As chance would have it with my schedule today, most of the people at those appointments were elderly people. I have come to the conclusion that many of the general population don’t care to be around the elderly for a very long period of time. I think it’s because they haven’t had any real long term connections. With the technology driven mobile society we have created, we’ve found that the elderly just can’t keep up with us and therefore we feel as though we have to slow down and make adjustments in communicating with them. Having been blessed with grandparents living with us when I was young, I grew very much used to them as well as having learned to love them in a more whole way. Often times people think of grandparents and elderly relatives as icons of their family without a thought of them as actual living, breathing, and thinking humans who have their faults along with their virtues.

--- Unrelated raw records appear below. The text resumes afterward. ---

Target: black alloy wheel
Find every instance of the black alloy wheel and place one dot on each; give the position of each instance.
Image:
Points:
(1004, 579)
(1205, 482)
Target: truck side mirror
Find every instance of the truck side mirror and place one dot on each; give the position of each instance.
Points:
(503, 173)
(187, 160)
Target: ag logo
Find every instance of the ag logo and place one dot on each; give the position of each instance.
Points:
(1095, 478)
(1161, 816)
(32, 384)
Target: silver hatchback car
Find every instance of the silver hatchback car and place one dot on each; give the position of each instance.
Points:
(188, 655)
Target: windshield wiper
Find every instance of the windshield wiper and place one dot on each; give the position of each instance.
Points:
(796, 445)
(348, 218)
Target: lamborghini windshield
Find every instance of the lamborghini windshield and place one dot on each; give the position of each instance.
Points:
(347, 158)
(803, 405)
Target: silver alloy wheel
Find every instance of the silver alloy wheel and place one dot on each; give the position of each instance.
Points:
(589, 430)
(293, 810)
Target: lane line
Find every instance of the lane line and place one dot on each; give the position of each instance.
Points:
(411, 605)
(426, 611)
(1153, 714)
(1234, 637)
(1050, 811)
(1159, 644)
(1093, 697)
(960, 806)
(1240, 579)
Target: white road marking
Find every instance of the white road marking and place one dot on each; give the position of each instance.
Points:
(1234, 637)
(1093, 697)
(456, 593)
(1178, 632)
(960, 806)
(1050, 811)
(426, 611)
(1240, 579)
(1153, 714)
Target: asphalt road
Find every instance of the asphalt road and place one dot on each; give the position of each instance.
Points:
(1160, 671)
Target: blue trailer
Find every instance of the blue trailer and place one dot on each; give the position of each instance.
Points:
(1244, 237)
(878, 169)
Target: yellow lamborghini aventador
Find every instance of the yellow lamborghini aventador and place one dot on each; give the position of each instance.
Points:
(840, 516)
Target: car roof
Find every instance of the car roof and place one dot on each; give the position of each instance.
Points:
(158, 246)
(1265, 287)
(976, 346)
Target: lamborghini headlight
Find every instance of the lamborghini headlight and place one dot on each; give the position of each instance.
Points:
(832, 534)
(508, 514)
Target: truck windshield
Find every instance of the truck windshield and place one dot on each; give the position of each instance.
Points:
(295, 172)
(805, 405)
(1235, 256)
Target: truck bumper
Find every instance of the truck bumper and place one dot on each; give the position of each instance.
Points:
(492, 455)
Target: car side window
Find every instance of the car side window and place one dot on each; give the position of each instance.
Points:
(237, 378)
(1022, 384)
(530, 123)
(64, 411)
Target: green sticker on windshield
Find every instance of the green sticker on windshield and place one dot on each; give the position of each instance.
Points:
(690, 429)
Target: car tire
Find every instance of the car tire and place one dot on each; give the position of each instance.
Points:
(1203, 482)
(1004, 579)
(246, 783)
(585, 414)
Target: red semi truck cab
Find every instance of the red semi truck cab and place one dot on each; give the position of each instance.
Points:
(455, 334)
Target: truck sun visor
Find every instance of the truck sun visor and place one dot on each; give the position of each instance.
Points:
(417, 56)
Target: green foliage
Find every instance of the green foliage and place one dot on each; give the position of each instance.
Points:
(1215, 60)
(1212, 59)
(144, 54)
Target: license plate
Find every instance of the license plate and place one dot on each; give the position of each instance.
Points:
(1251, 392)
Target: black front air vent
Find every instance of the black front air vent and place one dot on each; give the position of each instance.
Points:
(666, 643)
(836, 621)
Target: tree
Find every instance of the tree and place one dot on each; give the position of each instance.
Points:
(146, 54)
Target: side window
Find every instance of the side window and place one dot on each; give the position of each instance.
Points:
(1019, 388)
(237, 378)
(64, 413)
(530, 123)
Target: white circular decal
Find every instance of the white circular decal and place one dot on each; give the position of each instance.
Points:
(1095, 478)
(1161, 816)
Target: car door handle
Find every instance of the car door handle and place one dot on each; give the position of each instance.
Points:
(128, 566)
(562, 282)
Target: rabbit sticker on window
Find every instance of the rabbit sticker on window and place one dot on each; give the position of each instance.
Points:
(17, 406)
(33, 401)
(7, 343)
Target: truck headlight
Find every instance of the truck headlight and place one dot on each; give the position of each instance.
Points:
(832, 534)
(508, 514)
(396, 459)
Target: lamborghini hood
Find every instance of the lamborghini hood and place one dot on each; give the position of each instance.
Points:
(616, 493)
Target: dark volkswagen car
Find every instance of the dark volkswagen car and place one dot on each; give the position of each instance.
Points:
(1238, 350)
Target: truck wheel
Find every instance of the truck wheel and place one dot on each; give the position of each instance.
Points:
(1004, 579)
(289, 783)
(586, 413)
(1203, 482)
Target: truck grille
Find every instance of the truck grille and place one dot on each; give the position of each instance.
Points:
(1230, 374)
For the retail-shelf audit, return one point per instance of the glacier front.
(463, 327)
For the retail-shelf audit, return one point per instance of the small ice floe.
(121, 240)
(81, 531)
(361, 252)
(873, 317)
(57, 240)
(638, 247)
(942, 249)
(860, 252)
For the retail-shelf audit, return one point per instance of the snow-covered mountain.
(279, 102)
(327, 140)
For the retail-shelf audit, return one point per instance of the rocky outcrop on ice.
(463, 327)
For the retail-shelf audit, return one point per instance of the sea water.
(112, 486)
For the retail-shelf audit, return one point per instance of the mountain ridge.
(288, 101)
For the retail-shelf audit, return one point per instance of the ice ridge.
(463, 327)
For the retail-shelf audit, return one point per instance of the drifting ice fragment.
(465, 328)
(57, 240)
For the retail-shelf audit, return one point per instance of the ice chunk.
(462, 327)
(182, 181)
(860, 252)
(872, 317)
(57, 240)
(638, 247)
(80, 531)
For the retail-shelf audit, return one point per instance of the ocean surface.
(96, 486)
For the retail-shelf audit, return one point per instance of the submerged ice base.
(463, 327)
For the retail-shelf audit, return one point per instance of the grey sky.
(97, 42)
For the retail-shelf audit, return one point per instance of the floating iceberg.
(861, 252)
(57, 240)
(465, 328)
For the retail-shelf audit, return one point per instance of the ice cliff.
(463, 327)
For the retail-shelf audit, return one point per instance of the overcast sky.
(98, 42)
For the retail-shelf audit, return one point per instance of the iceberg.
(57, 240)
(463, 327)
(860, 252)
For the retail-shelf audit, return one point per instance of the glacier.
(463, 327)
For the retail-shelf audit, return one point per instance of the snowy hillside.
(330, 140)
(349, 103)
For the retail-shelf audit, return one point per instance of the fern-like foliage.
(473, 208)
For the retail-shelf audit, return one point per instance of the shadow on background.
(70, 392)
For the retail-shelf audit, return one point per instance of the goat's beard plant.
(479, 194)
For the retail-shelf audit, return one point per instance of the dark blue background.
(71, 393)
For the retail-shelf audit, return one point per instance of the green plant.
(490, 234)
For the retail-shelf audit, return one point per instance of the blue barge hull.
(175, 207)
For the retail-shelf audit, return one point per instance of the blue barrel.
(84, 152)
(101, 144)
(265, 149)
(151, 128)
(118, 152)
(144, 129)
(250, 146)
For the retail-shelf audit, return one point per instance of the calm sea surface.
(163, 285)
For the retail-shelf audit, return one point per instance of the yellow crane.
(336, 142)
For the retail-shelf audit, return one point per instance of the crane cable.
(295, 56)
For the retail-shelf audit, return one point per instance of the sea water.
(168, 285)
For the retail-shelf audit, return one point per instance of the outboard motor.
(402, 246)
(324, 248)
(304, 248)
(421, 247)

It hurts me sometimes when I find clients and customers struggling to hear and or see as the average person can 30 or 40 years younger. It embarrasses them to ask a question again as well as use a magnifying glass to read something. I remember not so long ago a dear client in his 90’s getting teary-eyed because he couldn’t hear what I was saying and thought his hearing had suddenly become much worse. Fortunately, I helped him change the batteries in his hearing aids and magically he could hear again at the level he was accustomed. Many of the elderly are afraid to ask for help due to their fear of being taken advantage of or being rejected.
A woman who was at my open house today was telling me how she goes to the nursing home twice a week to visit residents who don’t normally get visitors. She said nearly all of them have family but too far away to make regular visits. Some families relocate their parents closer to where they live in order to have contact on a weekly or daily basis.
Some years ago, I used to walk past a building where there was an elderly woman sitting in an upper floor window. When the weather was pleasant, she would have the window open with the curtain tied back. Sometimes I would even see her smoking. I walked that street often, and one day for whatever reason, I chose to holler up a “Hi. How are you today?” She was almost left speechless because someone talked to her. Over the summer months, we would exchange greetings and pleasantries. There were days when the weather was not so pleasing and I would find that she would be watching for me as the window sash would go up just long enough for her to holler down a few kind words. I never knew her name and I don’t think she knew mine. We were as ships passing in the night tooting our horns at each other. Suddenly one fine Spring day I noticed the window closed and no sign of her.
Days and weeks went by until I decided to ask the owner of the building what happened to his upstairs tenant. I was saddened to hear that she was found dead on the floor near the living room window. He said she was a loner and the nearest relative was a niece who lived out of State. I will always remember her with kindest of thoughts at that open window.